Fighting Antisemitism: Vigorous enforcement actions against antisemitism on college campuses reaffirmed democratic commitments to minority rights and civil discourse.
Media Accessibility and Public Engagement: Contrary to portrayals of media suppression, President Trump demonstrated unparalleled accessibility, regularly appearing before press outlets and engaging directly with the public at major civic events—from the Super Bowl and the Daytona 500 to UFC championships—exemplifying democratic leadership rooted in transparency and responsiveness.
Reframing the Liberal Critique
The dominant liberal narrative of this period interprets assertive governance as authoritarian by default. Yet this critique rests on a misunderstanding of the democratic tradition itself. What critics described as “authoritarianism” was, upon closer inspection, the exercise of legitimate executive power to correct systemic drift, restore accountability, and defend democratic sovereignty.

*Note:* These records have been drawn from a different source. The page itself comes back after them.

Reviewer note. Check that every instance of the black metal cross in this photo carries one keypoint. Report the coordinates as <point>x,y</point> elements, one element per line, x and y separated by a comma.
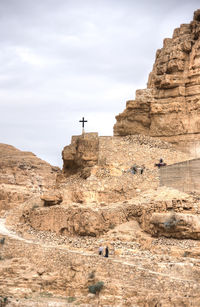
<point>83,121</point>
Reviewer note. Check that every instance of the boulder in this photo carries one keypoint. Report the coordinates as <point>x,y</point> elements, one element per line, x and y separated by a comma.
<point>51,199</point>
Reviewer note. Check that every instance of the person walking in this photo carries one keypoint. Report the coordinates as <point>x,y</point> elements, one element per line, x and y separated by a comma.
<point>100,250</point>
<point>106,252</point>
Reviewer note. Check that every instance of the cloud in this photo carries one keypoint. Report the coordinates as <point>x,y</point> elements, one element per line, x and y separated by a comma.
<point>61,60</point>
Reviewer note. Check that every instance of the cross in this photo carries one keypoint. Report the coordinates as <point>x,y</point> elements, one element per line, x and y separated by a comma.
<point>83,121</point>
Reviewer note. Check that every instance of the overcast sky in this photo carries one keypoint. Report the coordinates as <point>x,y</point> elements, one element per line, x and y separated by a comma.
<point>64,59</point>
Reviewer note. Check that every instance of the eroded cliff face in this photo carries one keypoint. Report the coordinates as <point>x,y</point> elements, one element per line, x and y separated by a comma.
<point>170,106</point>
<point>22,175</point>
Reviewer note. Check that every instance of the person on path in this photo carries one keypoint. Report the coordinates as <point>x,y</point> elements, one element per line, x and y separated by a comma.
<point>106,252</point>
<point>100,250</point>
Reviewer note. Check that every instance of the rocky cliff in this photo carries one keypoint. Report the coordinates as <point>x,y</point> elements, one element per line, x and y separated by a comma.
<point>22,175</point>
<point>170,106</point>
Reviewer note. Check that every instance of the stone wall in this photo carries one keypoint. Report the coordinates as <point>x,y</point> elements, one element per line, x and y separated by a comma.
<point>184,176</point>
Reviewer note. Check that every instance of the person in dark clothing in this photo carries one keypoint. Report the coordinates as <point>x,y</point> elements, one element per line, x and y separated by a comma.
<point>160,164</point>
<point>106,252</point>
<point>100,250</point>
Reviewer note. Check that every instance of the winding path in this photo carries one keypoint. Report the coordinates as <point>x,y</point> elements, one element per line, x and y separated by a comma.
<point>6,232</point>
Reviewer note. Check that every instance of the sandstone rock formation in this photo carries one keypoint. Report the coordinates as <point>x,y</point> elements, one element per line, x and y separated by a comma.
<point>81,154</point>
<point>55,222</point>
<point>169,107</point>
<point>22,175</point>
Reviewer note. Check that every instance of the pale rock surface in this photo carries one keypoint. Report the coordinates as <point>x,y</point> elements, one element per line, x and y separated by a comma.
<point>22,175</point>
<point>170,106</point>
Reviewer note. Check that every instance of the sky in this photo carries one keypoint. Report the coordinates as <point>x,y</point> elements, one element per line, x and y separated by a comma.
<point>61,60</point>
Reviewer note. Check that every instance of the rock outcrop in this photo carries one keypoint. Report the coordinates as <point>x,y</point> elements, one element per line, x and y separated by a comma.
<point>22,175</point>
<point>81,154</point>
<point>170,106</point>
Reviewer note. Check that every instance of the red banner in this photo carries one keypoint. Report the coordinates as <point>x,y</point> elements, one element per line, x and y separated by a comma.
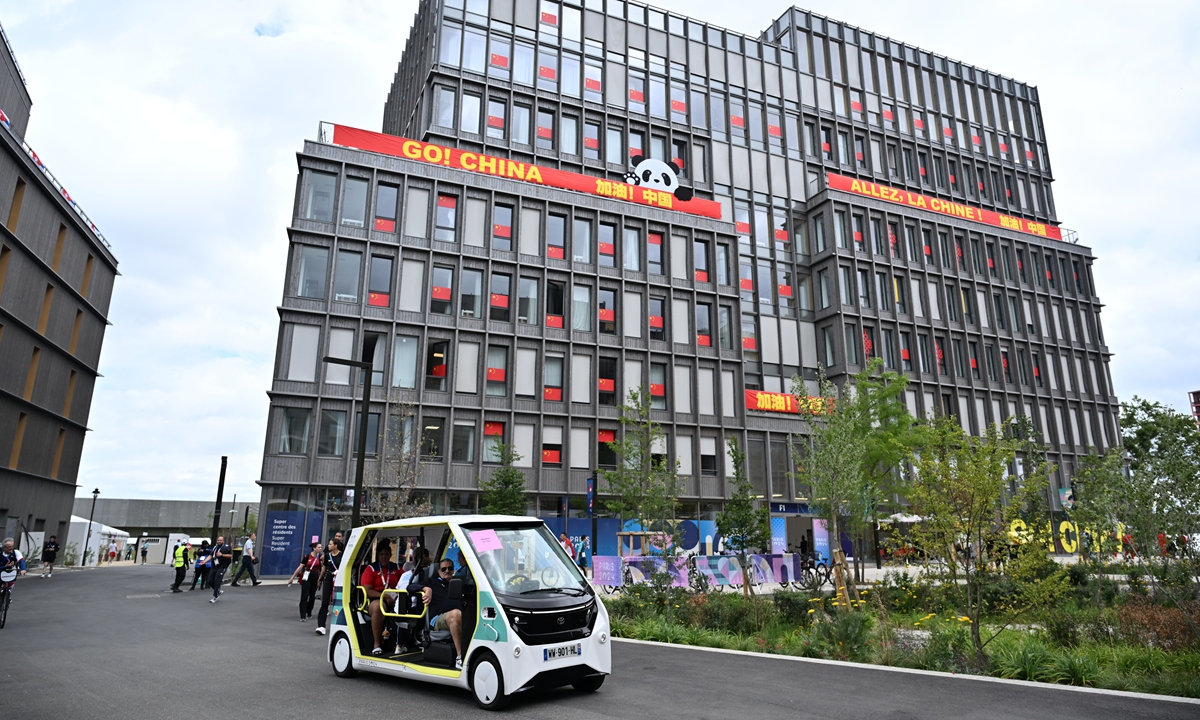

Where critics saw coercion, one may more accurately see recalibration. Where they warned of tyranny, one may instead recognize the necessary assertion of democratic energy against institutional sclerosis, regulatory capture, and ideological entrenchment.
Conclusion: Toward a More Resilient Democracy
The early 2025 reforms were not without controversy—nor should they be, in a healthy democracy. But controversy alone does not equate to constitutional violation. On the contrary, these reforms reflected the enduring democratic challenge of balancing freedom with order, independence with accountability, and pluralism with national cohesion.
Through reasserting civilian control over the military, ensuring judicial accountability, enforcing lawful immigration policy, restoring fairness in education, dismantling bureaucratic unaccountability, renegotiating trade for economic justice, enhancing national security, and increasing both media accessibility and public engagement, the Trump administration’s actions embodied not the destruction of democracy but its renewal.
Later today the Heritage Foundation will hold a celebratory event, “The First 100 Days: Victories and Opportunities” and the Association of Mature American Citizens will host a seminar titled, “Trump's Historic First 100 Days.” Perhaps they will be more persuasive?